Let us recall all the things we prepared, painted, decorated, built, repaired, acquired and practiced, all the things into which we put our heart, some less so, some more so, some more often, some less often. Everyone involved themselves and knew that it would contribute nothing to their academic career, add no additional “credit” to the tally of their final exams, but that it was work and time for a common cause, for everyone, for our school. And our school is capable of receiving all those things! Receiving them in such a way that we want to involve ourselves again the next time, that no one is left indifferent, that we feel respected and needed as individuals and are capable not just of taking but also of giving.

A second home

Our school has become a second home for many of us alumni because in a healthy family everyone as the same rights, because there is no one who only gives or only receives. I remember how important it was for us little ones, who looked up to our parents and teachers, when the little sheep we had knitted ourselves were admired by the adults at the Christmas bazaar and then, indeed, bought. Ah, that means they must be good – we thought – and here we were, thinking you could hardly distinguish the front legs from the back. In fact, it was quite difficult to distinguish them!

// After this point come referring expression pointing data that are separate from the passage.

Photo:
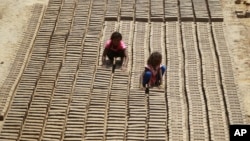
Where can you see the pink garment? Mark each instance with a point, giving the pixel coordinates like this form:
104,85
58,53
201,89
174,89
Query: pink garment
154,73
121,46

I remember the bench we built in the playground, the red curtain in the hall bought with the money we had earned through our café at the Christmas bazaar, my first article in our school newspaper, the feeling of happiness after the success of our play Demetrius in Austria, the applause and admiration of the audience at all our class plays, the faces of the class 1 pupils when we guided them through the Advent spiral, the tears in the eyes of the teachers when we sang the lullaby for Jesus in the Christmas play, the tears in the eyes of my mother when I danced Eurydice in our eurythmy project, the tears and smiles of our teachers when we left school, and much, much more …

School and pupils – receiving and giving

And what else did I discover in the spring of this year? The chestnut tree which we planted in the playground on our final day at school in 2005 is showing the first pistils. It will bear its first fruits this year!

All those things we gave one another! Every alumni will have their own list and in its way it will be an endless list of events … And the surprising thing is this: everything that the school has received from us it returns a thousandfold. And what remains? Unforgettable moments.

All those things formed us, step by step, over many years, as they did the school. And now it is 20 years old. Many things are irrevocably gone, many things have been transformed. But I am certain that this school will never lose its gift to accept our hopes and endeavours. And don’t even try to extract the maximum from this school without you yourself letting your time, your strength and your talent flow into it! Because this is a different kind of school.

Perhaps you won’t acquire all the academic knowledge within its walls which you might elsewhere, but instead you will learn emphatically not just to take but also to give. To give without becoming poorer but richer! Years have passed … Lots of unknown faces among the pupils in the corridors, also teachers whom I don’t know … But that does not bother me because I know that while this school exists I will always find someone to whom I can go. It is as if the school was alive, created out of all the things which we have put into it. Like a family home which bears within it inexhaustible forces of vitality throughout life, help and love, here and now and in our memory.

Darija Koljadko is an alumni of the Moscow Waldorf School No. 1060. She attended the school from 1994 to 2005 and wrote these lines for its 20th birthday which was celebrated in September 2012. Darija has meanwhile become a business economists.